Who exactly is Seraphim? How influential is he? How should we weight his words? These questions are not asked nor answered — leaving the impression that Greece is a priest ridden small-minded country. A little research, or knowledge of the Greek religious scene, would reveal that Seraphim has form. In 2011 I reported:
Jews are to blame for a host of the world’s ills, from homosexuality to the Holocaust, a Greek Orthodox Church leader told an Athens television programme last month.
In a Dec 20 interview broadcast on the MEGA television network, Metropolitan Seraphim of Piraeus laid the blame for Greece’s financial meltdown on an international Zionist conspiracy and a cabal of Jewish bankers who sought to “enslave Greece and Christian Orthodoxy.”
I grant you The Church of England Newspaper is not a must read for journalists. Sadly the paper’s circulation has not changed in recent years. When it started in 1828 it numbered around 12,000 subscribers and I think its current numbers are about the same –perhaps we should prune the circulation list. Nonetheless Seraphim’s views on Jews, (he believes Hitler was a tool of a Zionist conspiracy), have been reported in the New York Times and other English-language outlets.
Would it have put Seraphim’s letter in context if readers knew of his fantasies about a Jewish world conspiracy? Would his views on Freemasons and the nefarious influence of secret societies seeking to create a new world order provide context to his views on civil unions?

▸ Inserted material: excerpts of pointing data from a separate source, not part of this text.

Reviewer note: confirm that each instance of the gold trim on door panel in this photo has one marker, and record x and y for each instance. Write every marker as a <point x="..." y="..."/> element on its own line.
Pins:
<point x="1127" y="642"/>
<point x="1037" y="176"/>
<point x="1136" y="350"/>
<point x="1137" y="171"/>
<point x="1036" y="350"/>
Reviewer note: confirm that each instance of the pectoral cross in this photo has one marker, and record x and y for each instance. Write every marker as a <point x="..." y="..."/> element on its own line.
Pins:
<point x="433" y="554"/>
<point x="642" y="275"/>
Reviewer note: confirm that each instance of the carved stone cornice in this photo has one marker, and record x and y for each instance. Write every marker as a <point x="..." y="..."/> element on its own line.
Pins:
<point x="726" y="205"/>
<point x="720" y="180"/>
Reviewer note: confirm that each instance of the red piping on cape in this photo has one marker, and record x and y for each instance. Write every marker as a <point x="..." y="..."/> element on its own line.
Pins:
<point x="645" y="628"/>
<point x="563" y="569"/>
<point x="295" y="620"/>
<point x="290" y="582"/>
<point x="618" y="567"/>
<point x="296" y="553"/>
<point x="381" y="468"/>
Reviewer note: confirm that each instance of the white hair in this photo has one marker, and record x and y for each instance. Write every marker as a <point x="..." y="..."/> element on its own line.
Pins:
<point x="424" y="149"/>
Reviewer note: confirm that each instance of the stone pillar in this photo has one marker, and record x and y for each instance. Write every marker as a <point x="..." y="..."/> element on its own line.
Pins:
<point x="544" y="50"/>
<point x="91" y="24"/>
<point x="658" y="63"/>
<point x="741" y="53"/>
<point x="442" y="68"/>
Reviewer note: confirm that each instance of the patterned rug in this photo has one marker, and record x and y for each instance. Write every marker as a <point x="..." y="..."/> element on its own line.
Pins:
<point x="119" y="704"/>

Presented with a golden opportunity of a crazed cleric denouncing politicians who would support same-sex unions, The Guardian ran an advocacy story that boiled down to its essence said: “See how opponents of gay marriage think. You can dismiss all objections to gay marriage because the argument does not rise above Seraphim’s silliness.”
I am not seeking to address the question of the rights or wrongs of gay marriage in this post. What I am discussing is journalism. What a good newspaper should have done in this case it to note Seraphim’s other controversial views in its description of the cleric. Context is key and the omission of important information, whether through ignorance or editorial design, colors a story.
In short, readers you cannot trust The Guardian‘s account to give you a full and balanced picture. If you are looking to reinforce preexisting prejudices, you have something here that will do quite nicely. But it is not journalism.
Reporters — a story that is too good to be true, should be investigated — as it may well be too good to be true.